The Week 18 contest against the Broncos had no implications that pertained to the Chargers' playoff seeding. Despite that, Staley choose to run out the key members of his team in an attempt to maintain momentum entering the postseason.
When asked Wednesday to reflect on that decision, Staley stood firm with the idea of playing his starters.
"I know that there’s no one that felt worse about Mike Williams not being able to compete in the game than me," Staley said. "Going into that game, I think there were a couple of things from a thought process, that I want everyone to know. You really have to establish the standard for your team in how you’re going to compete. I think the way that I believe is that it’s very hard to decide who’s more valuable than the others."

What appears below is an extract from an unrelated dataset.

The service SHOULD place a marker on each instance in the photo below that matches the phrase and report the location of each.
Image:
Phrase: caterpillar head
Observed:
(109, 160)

Since the incident, Staley has used the size of the roster on game day as a reason behind playing his starters. He reiterated that at his final press conference, stating that they don't have 90 players available as they do during the preseason.
"It wouldn’t have mattered if it were Mike or anybody else," Staley said. "I don’t want to lose anybody on my team. I think it’s really hard for people to understand because if it would have been anyone else, I would have felt the same way. ... I think that’s the hard part of being an NFL coach, is that you have to make decisions like that. It was tough to lose Mike in that game. I think, doing it over again, I’m proud of our process.”
Addressing the collapse vs. Jacksonville
The collapse last Saturday night at TIAA Bank Field to the Jaguars, sent the Chargers' packing despite at one point leading 27-0, and finishing the game +5 in the turnover margin.
It was the third-largest comeback in playoff history by the Jaguars. It was also the first time in Chargers' franchise history they've lost a game with a +5 turnover margin, previously being 17-0 all-time.
Certainly, you don't blow a 27-point lead by just one thing. A lot has to go wrong, and it did. Staley said in addressing the team following the loss, he took full ownership for letting the game unravel the way it did.
"You don’t want to be in denial of what happened," Staley said of the Chargers' playoff loss. "You don’t want to look away and say, ‘Hey, we’re moving on and we’re not looking back.’ We have to take full responsibility for that. In all three phases of coaching and playing, it wasn’t good enough, starting with me. That’s what I did in front of the team. I said, ‘I didn’t do well enough in the game for our team.’"
While the season ended on a sour note, Staley still voiced his confidence of what the Chargers can achieve next season with many of the key pieces still under contract. Staley went as far to say he believed this year's team was capable of winning a championship and that the culture will only get stronger when they pick back up in 2023.
"The people that have been here for two years know the caliber of this locker room," Staley said. "The caliber of this team moving forward, is in a much better place than it was a year ago. That is the most important thing that you have to take away, that this group is good enough."
Several Chargers players echoed similar thoughts on Sunday, stating they feel strongly that the team isn't far away from reaching the vision they started the year with.
"Real close," safety Derwin James said on how close the team is to getting over the hump. "And I ain't just saying that. Real close."